И Писатель набил трубку махоркой. Сигарет у нас не было в те дни. И табак давно уже кончился. Мы случайно раздобыли махорку на этапном дворе. Я уже писал о нем. Двое тамошних надзирателей, молодые наглые мордовороты, отнимали у вновь прибывших почти все, что тем удавалось довезти, а я случайно добрался до их укромных запасов. Меня позвал к себе поговорить их начальник, а его куда-то вызвали вдруг, а где лежит мешочек с махоркой, знал я намного раньше. И ни на секунду не задумался, когда втискивал его себе за пояс под бушлат. Как его приладить, чтобы было незаметно, — об этом думал, а про мораль — вековую христианскую, человеческую вообще, интеллигентскую в частности — ни единой мысли не пришло. Позже пришла такая мысль, но и в ней ни капли раскаяния не возникло. Первые пять дней каждого месяца не работал ларек, так что трудно было с куревом во всем лагере. Многие и не курили в эти дни, раздражительность явно участила ссоры и драки, а искателей бычков на плацу становилось намного больше. Кто пощепетильней, подходил стрельнуть, но не покурить, а затянуться пару раз.
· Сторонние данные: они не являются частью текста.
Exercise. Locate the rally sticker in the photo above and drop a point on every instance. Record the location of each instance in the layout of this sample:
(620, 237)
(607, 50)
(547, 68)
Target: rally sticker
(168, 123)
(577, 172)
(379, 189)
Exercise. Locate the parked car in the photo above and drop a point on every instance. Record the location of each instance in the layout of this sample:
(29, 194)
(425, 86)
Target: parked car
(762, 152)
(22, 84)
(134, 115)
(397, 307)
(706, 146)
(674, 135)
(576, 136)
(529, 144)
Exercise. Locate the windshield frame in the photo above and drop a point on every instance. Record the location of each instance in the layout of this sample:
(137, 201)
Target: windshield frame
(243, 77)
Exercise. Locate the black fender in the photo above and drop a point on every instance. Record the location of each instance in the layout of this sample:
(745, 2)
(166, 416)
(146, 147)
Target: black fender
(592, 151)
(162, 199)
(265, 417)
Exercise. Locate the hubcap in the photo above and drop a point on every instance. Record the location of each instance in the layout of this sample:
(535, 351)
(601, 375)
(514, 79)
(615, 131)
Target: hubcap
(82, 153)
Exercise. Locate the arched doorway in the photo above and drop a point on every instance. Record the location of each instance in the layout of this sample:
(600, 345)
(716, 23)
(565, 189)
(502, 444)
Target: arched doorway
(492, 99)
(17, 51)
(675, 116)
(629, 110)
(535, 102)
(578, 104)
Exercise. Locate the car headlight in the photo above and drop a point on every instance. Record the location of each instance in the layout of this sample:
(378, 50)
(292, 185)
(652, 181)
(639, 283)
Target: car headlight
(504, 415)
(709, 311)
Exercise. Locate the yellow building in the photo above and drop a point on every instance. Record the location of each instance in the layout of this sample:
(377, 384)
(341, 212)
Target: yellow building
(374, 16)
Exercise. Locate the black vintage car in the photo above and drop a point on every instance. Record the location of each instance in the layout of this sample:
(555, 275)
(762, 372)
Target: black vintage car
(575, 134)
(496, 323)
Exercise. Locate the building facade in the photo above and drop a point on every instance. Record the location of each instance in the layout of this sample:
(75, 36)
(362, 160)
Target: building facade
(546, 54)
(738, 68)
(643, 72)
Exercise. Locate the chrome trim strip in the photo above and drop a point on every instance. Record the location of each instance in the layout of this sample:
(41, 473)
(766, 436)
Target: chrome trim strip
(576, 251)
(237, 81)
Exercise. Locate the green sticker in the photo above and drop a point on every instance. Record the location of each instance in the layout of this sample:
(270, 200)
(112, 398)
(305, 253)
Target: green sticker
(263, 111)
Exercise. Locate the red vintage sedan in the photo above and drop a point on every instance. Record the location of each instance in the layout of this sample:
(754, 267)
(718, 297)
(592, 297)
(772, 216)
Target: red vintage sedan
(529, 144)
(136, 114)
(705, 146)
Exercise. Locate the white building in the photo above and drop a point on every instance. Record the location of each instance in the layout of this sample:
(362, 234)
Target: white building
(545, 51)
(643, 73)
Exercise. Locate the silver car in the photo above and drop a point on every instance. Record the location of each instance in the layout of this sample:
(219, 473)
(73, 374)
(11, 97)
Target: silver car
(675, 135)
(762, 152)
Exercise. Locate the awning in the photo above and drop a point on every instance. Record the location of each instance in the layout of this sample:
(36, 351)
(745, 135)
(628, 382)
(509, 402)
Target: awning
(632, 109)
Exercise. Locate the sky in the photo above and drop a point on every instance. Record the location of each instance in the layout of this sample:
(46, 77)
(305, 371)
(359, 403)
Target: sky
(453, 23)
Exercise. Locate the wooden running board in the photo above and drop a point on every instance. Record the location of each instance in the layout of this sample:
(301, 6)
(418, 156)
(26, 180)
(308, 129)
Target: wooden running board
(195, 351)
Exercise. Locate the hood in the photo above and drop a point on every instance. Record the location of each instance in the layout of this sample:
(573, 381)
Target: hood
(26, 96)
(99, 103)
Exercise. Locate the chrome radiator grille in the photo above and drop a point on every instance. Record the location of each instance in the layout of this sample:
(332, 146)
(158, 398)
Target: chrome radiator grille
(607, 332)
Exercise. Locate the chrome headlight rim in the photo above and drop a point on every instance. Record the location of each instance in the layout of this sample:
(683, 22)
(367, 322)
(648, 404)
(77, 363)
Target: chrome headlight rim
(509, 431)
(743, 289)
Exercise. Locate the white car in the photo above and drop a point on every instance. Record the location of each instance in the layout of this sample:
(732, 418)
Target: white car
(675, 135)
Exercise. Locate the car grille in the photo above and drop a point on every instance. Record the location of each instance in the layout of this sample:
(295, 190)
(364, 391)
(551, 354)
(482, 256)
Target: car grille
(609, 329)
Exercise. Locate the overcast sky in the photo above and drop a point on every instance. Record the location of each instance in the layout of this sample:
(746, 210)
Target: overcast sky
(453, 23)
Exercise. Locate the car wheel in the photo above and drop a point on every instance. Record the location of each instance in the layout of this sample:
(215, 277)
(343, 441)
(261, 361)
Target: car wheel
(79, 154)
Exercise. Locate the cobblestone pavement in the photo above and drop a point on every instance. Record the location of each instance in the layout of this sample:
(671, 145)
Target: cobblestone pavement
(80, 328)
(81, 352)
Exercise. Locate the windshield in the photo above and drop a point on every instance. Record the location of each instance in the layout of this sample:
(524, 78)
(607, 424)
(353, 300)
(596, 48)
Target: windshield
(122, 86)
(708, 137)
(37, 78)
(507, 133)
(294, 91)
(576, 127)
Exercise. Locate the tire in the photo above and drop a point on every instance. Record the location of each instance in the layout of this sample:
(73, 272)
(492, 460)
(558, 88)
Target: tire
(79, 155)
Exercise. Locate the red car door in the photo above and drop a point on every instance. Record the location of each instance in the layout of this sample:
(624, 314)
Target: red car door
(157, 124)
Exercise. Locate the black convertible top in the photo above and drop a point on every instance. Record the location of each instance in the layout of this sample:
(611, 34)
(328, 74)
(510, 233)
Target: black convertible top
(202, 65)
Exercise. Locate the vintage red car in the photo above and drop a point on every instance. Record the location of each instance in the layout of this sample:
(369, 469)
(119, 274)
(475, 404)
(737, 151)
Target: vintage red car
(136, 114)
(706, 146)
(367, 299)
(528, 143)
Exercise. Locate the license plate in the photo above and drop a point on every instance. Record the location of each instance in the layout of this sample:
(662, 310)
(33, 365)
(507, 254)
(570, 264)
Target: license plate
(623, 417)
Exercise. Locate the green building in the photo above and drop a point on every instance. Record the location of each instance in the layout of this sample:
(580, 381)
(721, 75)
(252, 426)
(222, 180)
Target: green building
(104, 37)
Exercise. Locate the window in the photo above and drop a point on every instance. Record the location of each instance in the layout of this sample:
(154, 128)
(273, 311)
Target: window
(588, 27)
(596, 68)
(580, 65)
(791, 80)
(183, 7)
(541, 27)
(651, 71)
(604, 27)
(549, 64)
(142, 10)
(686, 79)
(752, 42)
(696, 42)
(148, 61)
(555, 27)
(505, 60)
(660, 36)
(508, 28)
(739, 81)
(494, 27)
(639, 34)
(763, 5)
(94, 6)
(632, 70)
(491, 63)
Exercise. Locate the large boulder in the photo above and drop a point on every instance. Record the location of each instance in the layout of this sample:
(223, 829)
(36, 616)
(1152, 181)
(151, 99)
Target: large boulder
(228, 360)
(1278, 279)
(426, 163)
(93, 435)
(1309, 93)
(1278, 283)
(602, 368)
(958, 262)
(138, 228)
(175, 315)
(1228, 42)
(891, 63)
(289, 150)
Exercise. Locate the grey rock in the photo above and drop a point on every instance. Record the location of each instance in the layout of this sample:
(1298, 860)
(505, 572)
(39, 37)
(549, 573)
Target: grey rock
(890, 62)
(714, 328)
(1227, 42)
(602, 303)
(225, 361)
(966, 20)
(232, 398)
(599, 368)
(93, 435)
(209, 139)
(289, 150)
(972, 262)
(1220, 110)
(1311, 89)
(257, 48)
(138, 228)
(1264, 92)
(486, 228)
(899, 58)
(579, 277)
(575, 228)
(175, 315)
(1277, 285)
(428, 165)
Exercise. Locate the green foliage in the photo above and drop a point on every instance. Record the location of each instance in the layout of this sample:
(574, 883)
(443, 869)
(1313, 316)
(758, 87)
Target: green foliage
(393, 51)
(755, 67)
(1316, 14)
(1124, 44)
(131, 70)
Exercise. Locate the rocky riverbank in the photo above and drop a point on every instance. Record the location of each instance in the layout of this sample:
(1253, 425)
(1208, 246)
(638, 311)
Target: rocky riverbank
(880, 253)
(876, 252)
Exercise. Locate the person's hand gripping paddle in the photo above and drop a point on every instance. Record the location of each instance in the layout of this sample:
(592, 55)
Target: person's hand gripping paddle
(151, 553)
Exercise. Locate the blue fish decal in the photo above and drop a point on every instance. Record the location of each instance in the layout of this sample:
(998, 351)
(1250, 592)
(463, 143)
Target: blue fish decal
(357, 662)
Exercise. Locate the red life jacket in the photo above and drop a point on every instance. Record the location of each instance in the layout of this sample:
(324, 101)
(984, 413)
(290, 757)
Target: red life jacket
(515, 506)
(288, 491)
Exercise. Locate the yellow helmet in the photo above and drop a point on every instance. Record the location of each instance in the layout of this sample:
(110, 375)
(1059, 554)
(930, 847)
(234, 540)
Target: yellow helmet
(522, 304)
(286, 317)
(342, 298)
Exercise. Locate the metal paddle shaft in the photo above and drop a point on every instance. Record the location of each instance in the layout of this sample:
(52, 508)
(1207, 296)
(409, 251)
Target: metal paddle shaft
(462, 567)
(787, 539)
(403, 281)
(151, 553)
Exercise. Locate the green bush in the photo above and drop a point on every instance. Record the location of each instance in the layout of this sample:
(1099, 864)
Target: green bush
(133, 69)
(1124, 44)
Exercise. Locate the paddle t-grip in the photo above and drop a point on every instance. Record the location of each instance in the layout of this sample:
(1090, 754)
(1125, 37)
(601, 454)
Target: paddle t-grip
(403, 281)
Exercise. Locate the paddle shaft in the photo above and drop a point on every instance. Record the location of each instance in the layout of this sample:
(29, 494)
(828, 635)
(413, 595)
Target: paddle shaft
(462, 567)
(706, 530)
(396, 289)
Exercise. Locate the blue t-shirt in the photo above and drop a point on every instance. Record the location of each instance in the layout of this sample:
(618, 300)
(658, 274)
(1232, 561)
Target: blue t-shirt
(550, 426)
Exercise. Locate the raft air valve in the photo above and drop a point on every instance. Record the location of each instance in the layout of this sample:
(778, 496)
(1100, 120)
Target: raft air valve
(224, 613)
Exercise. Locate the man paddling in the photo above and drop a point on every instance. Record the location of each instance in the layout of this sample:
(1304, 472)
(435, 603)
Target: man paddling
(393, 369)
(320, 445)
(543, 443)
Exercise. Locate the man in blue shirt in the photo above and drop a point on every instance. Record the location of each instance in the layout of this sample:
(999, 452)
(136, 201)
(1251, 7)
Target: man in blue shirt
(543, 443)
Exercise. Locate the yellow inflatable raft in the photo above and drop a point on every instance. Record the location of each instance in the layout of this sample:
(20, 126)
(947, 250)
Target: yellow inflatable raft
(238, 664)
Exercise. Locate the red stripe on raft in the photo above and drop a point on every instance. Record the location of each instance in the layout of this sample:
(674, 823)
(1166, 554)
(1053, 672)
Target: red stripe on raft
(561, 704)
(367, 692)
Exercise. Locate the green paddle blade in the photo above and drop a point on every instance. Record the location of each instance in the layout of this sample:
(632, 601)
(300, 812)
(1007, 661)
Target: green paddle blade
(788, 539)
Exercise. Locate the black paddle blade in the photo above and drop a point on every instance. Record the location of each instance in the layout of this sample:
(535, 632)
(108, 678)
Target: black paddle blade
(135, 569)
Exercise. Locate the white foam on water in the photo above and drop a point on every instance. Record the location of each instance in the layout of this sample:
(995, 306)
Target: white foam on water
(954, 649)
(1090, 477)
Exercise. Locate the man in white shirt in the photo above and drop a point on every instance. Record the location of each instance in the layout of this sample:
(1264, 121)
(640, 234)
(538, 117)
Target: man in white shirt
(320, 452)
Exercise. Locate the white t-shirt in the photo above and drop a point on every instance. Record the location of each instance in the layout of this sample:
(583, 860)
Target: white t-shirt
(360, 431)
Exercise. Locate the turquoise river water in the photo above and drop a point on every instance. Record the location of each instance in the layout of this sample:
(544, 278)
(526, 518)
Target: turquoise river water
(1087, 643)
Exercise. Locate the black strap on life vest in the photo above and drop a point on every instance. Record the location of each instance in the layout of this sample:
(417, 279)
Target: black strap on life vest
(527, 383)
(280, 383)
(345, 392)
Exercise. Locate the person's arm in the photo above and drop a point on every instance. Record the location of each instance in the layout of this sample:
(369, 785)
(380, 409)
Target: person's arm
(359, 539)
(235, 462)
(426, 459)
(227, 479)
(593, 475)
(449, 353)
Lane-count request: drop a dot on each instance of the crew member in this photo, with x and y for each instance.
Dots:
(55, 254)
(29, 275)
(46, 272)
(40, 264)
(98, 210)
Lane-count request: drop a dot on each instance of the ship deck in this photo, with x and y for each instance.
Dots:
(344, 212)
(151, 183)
При курении через трубку махорка становилась настолько крепче, что заядлые курильщики удивлялись, угостившись затяжкой, как это Писатель может курить, но он попыхивал, как ни в чем не бывало, и проблема была только, чтоб хватило этой махорки, ибо большая ее часть разошлась уже по бедствующим знакомым. Но я отвлекся от рассказа Писателя.
Киевский этот профессор Шехтер был весьма известен среди коллег. И ученостью своей, и опытом, и сварливостью, и свирепой своей жалостью к больным. И умением обидную мысль выразить лаконично и точно. Вот, к примеру, что он сразу сказал Писателю при знакомстве:
— Все вы — измельчавшее поколение. О каждом времени можно судить по маниям величия. У меня на всю клинику — ни одного Наполеона! Официантка заболевает, у нее мания величия — она директор ресторана. Привозят лейтенанта, у него мания величия — он майор. Заболевает несчастный графоман, у него мания величия — он Шолохов. Это вырождение, сударь мой, деградация жизненных масштабов, убожество.
— Ладно, я когда свихнусь, вас порадую, — ответил ему Писатель. — Меньше, чем Экклезиастом, не буду. Обещаю твердо. Разве по крайности, если уж очень буду плох, то Шекспиром.
И, возможно, этим расположил к себе старика, рассказавшего ему вскоре о случае, поразившем даже его, видевшего всякое и много.
В отделении у его коллеги лежал уже больше года украинец средних лет, страдавший полной обездвиженностью на нервной почве. Каталепсией давно было названо это столь же давно описанное и до сих пор темное явление. То есть руки и ноги были у него подвижны, точней — податливы: если его ставили, он стоял; сгибали руку — он ее так и держал часами, ему можно было придавать любые позы, врачи это именуют восковой гибкостью, — только сам он не двигался и не шевелился. Мускулы его нервам не подчинялись. Или нервы, что ведают в мозгу движением, отказывались работать — это Писатель точно не запомнил. И его кормили через зонд. И не говорил он ни слова. Даже родственникам, что приезжали изредка посидеть безнадежно около, а потом, поплакав, уехать. Ибо и в сознании этот пациент пребывал смутном и ни на что никак не реагировал. И лекарства его не брали. Наука при этом говорит нечто высокое и невразумительное о широко разлившемся торможении в коре головного мозга и в подкорке, но это ведь слова, ярлык, повешенный на место, где суть остается непонятной.